Russia, U.S. seen closing in on arms deal
WASHINGTON |
WASHINGTON (Reuters) - In another era, the world's fate could hang in the balance.
U.S. and Russian officials appear tantalizingly close to a new arms deal to replace the 1991 START treaty, the biggest nuclear weapons reduction in history and a lynching in the post-Cold War balance of power.
But despite the public optimism in Washington and Moscow, the existing START treaty lapsed on December 5 with no new agreement in place and officials are still unable to detail when and where the final version may be approved.
"I think both sides are committed to completing the START treaty. It is just a question of when that will be achieved," Secretary of State Hillary Clinton told reporters on Thursday.
Russian Foreign Minister Sergei Lavrov said the agreement would be signed "soon" and sources on both sides signal only a few elements remain to be worked out on the new treaty, which would further cut the nuclear arsenals of Russia and the United States.
"They still are hard at it," State Department spokesman P.J. Crowley said on Thursday.
The new START treaty is part of an effort to "reset" U.S.-Russia relations and both sides have pledged to abide by the terms of the old agreement until a new version can be cemented into place.
Among the issues holding up the treaty were the numbers of allowable weapons and verification procedures, both of which require detailed discussion.
"Negotiations eventually get down to near the finish line when you have a small number of issues and those issues have a high level of complexity," Crowley said.
Last July, Obama and Medvedev outlined a framework for the new treaty, restricting deployed strategic warheads to between 1,500 and 1,675 while limiting the number of delivery platforms to between 500 and 1,100.
CONFIDENCE
Despite the slow going, analysts expect a new treaty by year's end -- saying both sides have too much invested politically to allow much more delay.
Many now point to Obama's trip to Copenhagen for the end of the global climate conference on December 18 as one possible moment for a signing ceremony.
"Everyone assumes they are going to get this done," said James Collins, a former U.S. ambassador to Russia now director of the Russia and Eurasia Program at the Carnegie Endowment for International Peace.
Collins said Obama and Russian President Dmitry Medvedev agreed on the need to reduce weapons stockpiles, and want a successor treaty to START before a major review of the Nuclear Non-Proliferation Treaty next year.
"It is one thing not to have inspection or verifications for a month or two, its quite another to not to have it for a year or two.
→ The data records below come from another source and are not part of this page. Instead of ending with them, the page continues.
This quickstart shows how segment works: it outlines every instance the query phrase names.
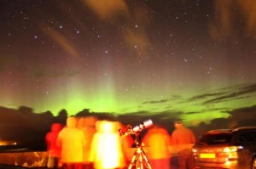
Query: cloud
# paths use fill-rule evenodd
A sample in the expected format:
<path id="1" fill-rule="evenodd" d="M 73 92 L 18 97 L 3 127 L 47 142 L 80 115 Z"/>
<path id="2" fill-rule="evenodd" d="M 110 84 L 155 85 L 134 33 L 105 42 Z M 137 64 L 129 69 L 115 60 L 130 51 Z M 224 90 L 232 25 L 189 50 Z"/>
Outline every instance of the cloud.
<path id="1" fill-rule="evenodd" d="M 129 15 L 125 0 L 84 0 L 84 3 L 102 20 L 110 21 L 119 16 Z"/>
<path id="2" fill-rule="evenodd" d="M 256 35 L 256 1 L 215 0 L 213 4 L 215 20 L 209 25 L 209 32 L 213 39 L 234 37 L 238 32 L 245 37 Z"/>
<path id="3" fill-rule="evenodd" d="M 221 96 L 208 99 L 204 104 L 216 103 L 232 99 L 241 99 L 251 97 L 250 95 L 256 92 L 256 84 L 249 84 L 242 87 L 237 87 L 236 92 L 228 91 L 226 93 L 222 93 Z"/>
In that case, you begin to lose confidence," said Collins. "Both have a great interest in the predictability of what the other side is doing."
But old habits die hard, and where some see due diligence others suspect diplomatic skullduggery.
One noted U.S. analyst suggested Russia may have purposefully delayed the negotiations to bring Obama down a peg before he collected his Nobel Peace Prize -- awarded on Thursday in recognition of his efforts to cut nuclear weapons.
"The Russians may have overplayed their hand, figuring (incorrectly) that Obama was so eager for a deal that he'd grant them last-minute concessions," Strobe Talbott, a Russia expert and president of the Brookings Institution wrote in a blog.
That drew a chuckle -- if not an outright denial -- from the State Department's Crowley: "That's kind of a Cold War kind of question," he told a news briefing.